On 4 June 2024, Slovenia recognized the State of Palestine as an independent and sovereign state, becoming the 147th UN member to do so. Diplomatic relations were formally established the following day through the delivery of a verbal note to the Palestinian ambassador in Vienna. This decision followed similar actions by Spain, Ireland, and Norway.
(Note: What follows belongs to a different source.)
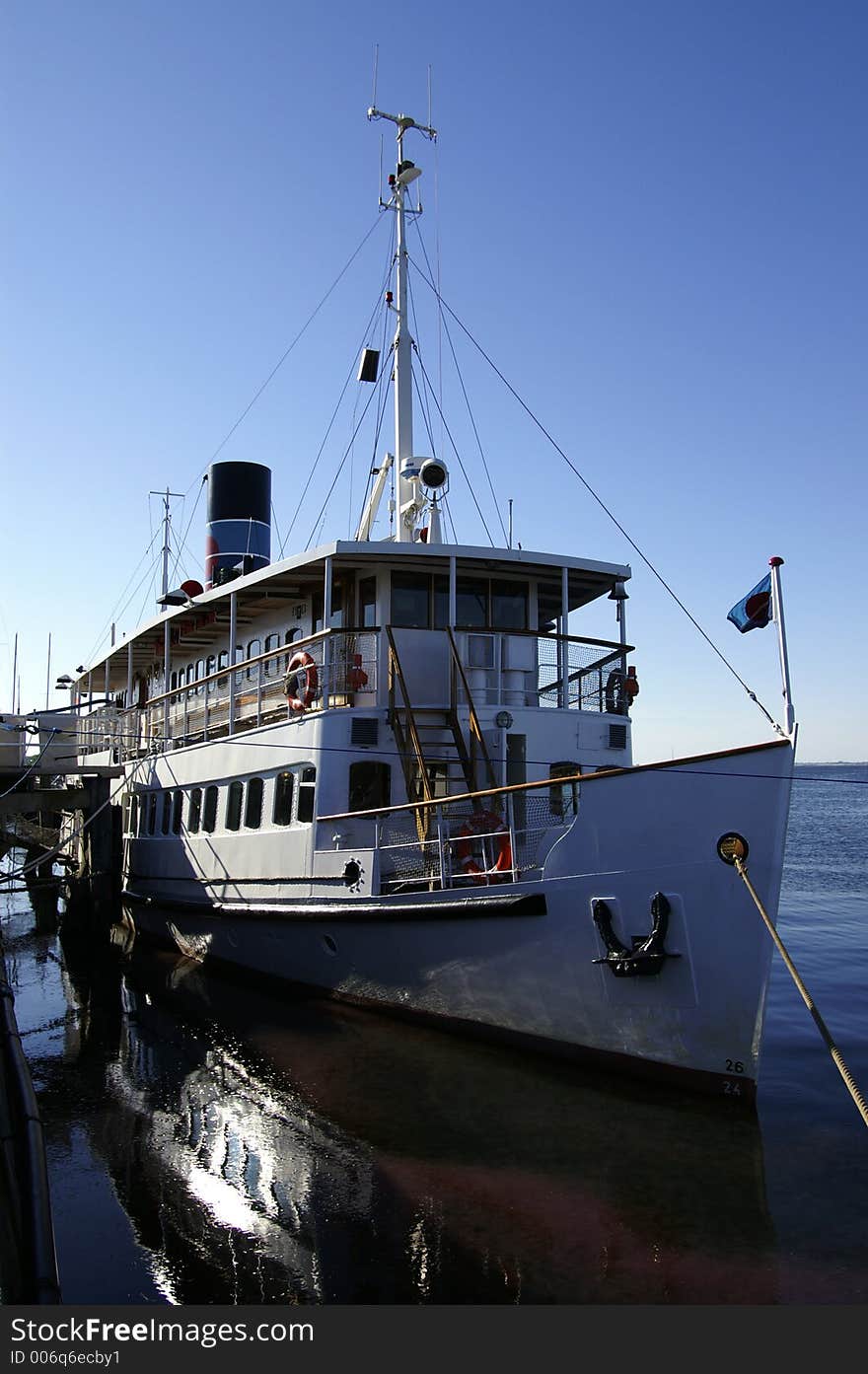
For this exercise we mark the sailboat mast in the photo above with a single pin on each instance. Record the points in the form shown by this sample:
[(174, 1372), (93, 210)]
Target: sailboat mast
[(402, 363), (406, 484)]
On 15 July 2025, the EU's top diplomat Kaja Kallas and the foreign ministers of the EU member states decided not to take any action against Israel over alleged Israeli war crimes in the Gaza war and settler violence in the West Bank. Fajon posted on social media: "It is disappointing that there is no EU consensus to act on the June determination that Israel is violating Article 2 of the [EU-Israel Association Agreement], concerning human rights."

==Personal life==
Fajon lives between Ljubljana and Brussels with her husband Veit-Ulrich Braun, a German journalist. Other than Slovenian, she speaks English, German, French, and Croatian.

==Other activities==
- European Council on Foreign Relations (ECFR), Member
- Friends of Europe, member of the board of trustees

==Honors and awards==
- Bosnia and Herzegovina: Tanja Fajon was named Person of the Year 2009 in Bosnia and Herzegovina, for her endeavors to abolish visa requirements for the Western Balkan citizens.
- Albania: On 22 October 2010, Tanja Fajon received a copy of the key of the city of Tirana, on the occasion of state visit to Albania.
- Bosnia and Herzegovina: In December 2010, Tanja Fajon was the first to receive an honorary doctorate from the American University in Bosnia and Herzegovina in Sarajevo.
- Bosnia and Herzegovina: In May 2014, Tanja Fajon received a Key of Heart from citizens of Bosnia and Herzegovina in Sarajevo.
- EU: On 10 September 2019, Tanja Fajon received "Award for the Contribution to the European Integration of the Region" by portal European Western Balkans for "her unwavering commitment to the European future of the Western Balkans (WB) amidst rising challenges, continued representation of the value-based EU in the region, as well as the principled promotion of democracy, freedom and tolerance"Award for the Contribution to the European Integration of the Region".